The PPC-IOP is present on the SCPH-75000 and newer. This PPC-IOP has 4MB of memory available to it (for reference, older models have 2MB of IOP memory and TOOLS have 8MB of IOP memory)

DECKARD is the software that emulates the IOP and its functions. It runs on the PPC-IOP.

157416/2 User: TnA (09-06-2017, 05:03 PM)
Arrrr,... I rather thought @Maximus32 or @wisi would create a thread rich of information! :D

You only wanted that Sticky! :p

157416/3 User: uyjulian (09-06-2017, 05:05 PM)

Originally Posted by TnA Arrrr,... I rather thought @Maximus32 or @wisi would create a thread rich of information! :D

You only wanted that Sticky! :p

I'll fill in more information later in the OP.

157416/4 User: TnA (09-06-2017, 05:10 PM)

Originally Posted by uyjulian I'll fill in more information later in the OP.

How you dare to start a thread without it?! :lol:

Yeah, it's all o.k.!

157416/5 User: Maximus32 (09-06-2017, 05:18 PM)
One of the first things we need to get started on DECKARD is a working toolchain:
https://github.com/rickgaiser/ps2toolchain/tree/deckard

And I have an example here:
https://github.com/rickgaiser/deckard_test

The example has the IOP code + IOP-PPC code, but still misses the EE code becouse I loaded everything from ps2linux.

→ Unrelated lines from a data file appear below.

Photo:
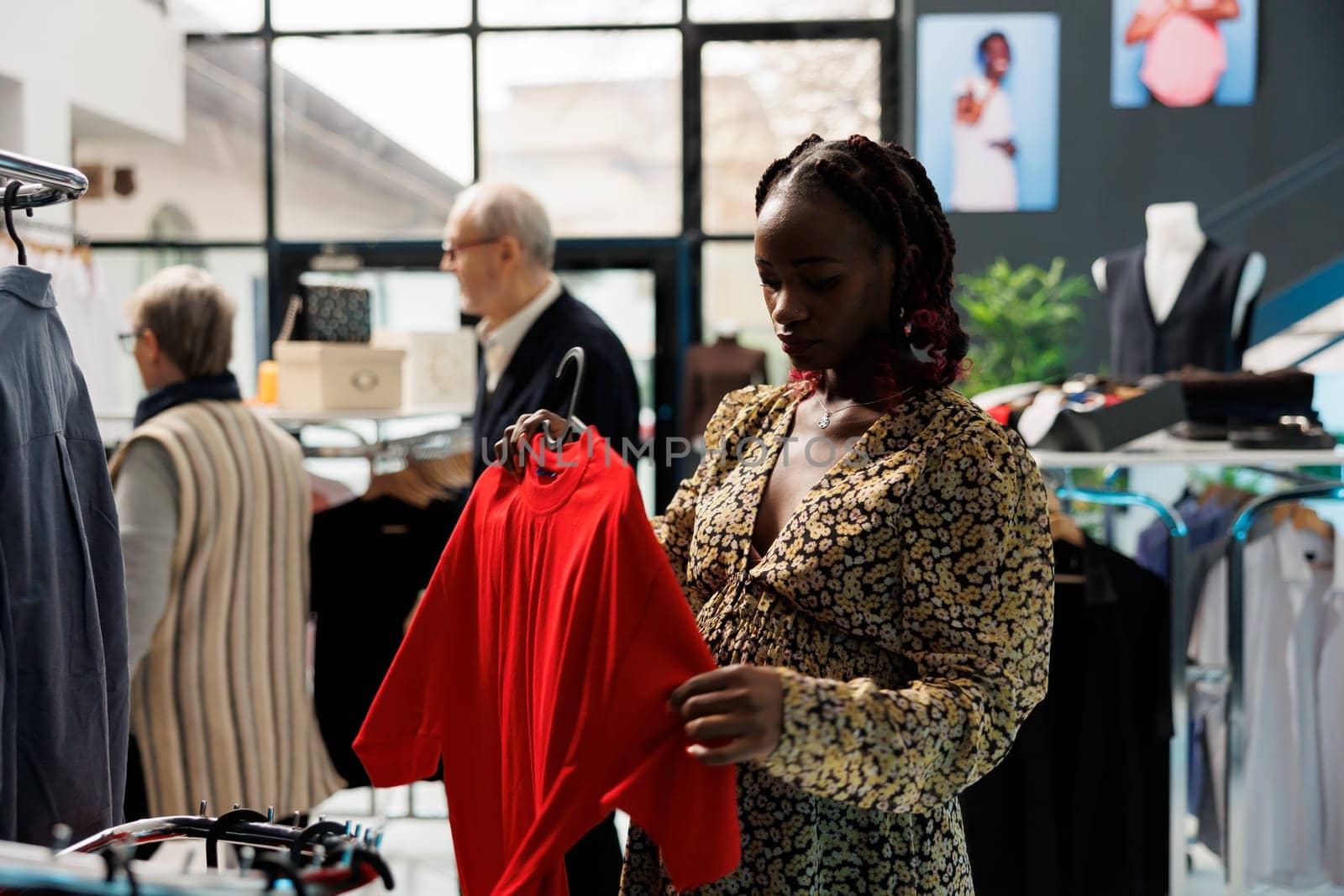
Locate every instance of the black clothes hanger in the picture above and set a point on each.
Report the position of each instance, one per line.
(571, 425)
(11, 194)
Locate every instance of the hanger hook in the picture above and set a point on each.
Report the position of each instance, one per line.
(577, 354)
(11, 194)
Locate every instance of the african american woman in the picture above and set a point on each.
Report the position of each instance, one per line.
(867, 553)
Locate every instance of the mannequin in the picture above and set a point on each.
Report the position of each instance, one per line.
(711, 372)
(1175, 242)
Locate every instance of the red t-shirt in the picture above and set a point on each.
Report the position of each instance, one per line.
(538, 667)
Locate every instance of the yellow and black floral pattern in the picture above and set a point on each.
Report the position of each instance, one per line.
(907, 604)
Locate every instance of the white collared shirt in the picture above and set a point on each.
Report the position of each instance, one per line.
(501, 342)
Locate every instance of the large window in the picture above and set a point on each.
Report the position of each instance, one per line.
(344, 129)
(591, 121)
(759, 98)
(362, 156)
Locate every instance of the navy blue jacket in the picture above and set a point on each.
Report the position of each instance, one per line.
(64, 667)
(609, 398)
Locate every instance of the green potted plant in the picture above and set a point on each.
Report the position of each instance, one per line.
(1023, 322)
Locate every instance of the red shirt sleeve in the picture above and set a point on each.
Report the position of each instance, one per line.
(401, 738)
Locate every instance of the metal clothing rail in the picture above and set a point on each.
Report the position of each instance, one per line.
(1178, 747)
(1234, 781)
(1116, 461)
(42, 183)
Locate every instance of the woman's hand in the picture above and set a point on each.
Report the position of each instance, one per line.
(510, 448)
(739, 705)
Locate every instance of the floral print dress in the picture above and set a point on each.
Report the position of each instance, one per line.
(907, 604)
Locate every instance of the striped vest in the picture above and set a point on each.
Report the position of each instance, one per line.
(219, 705)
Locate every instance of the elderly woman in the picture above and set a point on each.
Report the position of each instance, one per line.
(215, 515)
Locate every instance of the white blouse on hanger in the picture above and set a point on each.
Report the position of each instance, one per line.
(1285, 708)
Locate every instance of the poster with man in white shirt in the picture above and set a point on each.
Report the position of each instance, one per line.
(988, 109)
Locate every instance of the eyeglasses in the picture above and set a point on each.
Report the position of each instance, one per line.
(450, 250)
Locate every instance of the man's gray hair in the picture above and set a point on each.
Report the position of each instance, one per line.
(192, 315)
(507, 210)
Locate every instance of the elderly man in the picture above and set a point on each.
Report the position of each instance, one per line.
(499, 244)
(215, 513)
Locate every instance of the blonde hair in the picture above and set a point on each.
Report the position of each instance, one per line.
(192, 315)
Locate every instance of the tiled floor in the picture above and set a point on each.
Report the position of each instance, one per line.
(420, 848)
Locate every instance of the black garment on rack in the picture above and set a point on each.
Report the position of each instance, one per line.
(65, 683)
(1198, 331)
(370, 562)
(1081, 802)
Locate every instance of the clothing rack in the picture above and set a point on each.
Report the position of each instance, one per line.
(1162, 452)
(1178, 748)
(324, 857)
(1236, 768)
(42, 183)
(77, 237)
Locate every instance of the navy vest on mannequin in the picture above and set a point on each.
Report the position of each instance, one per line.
(1200, 329)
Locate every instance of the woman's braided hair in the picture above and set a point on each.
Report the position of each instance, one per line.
(891, 190)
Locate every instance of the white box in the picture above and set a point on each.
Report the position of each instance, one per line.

157416/6 User: wisi (09-06-2017, 07:39 PM)
BTW, it was SP193 who perhaps first noticed DECKARD. I initially didn't believe that the IOP was emulated, and even after multiple tests I couldn't find a proof of that. It was when by chance I found the PPC-IOP serial port and connected to it, that I saw data output from it, which proved the code was used. At first I though that the PPC RAM would be protected from access from EE side, so It didn't even consider reading IOP RAM from EE side to see if there was anything unusual about it. A bit more on that here: https://assemblergames.com/threads/playstation-2-are-there-any-hardware-mysteries-left.62325/page-2#post-900268

A complete "example" based on the code by Maximus32 is attached here: http://psx-scene.com/forums/f98/hdpro-clone-132869/index5.html#post1211305
It loads the PPC and IOP loader-module code into the EE ELF. It uses a part of the big load/store LUT that is unused and very big, so one can add a lot more code and data. The base address where to be loaded can be easily changed by changing only the main Makefile (although that shouldn't be necessary). In fact, when I checked what the load/store LUT actually contains, it turned-out that the unused area is more than 220kB per LUT (one for loads and one for stores), so there is more than 440kB totally free and usable space (with a gap in the middle)!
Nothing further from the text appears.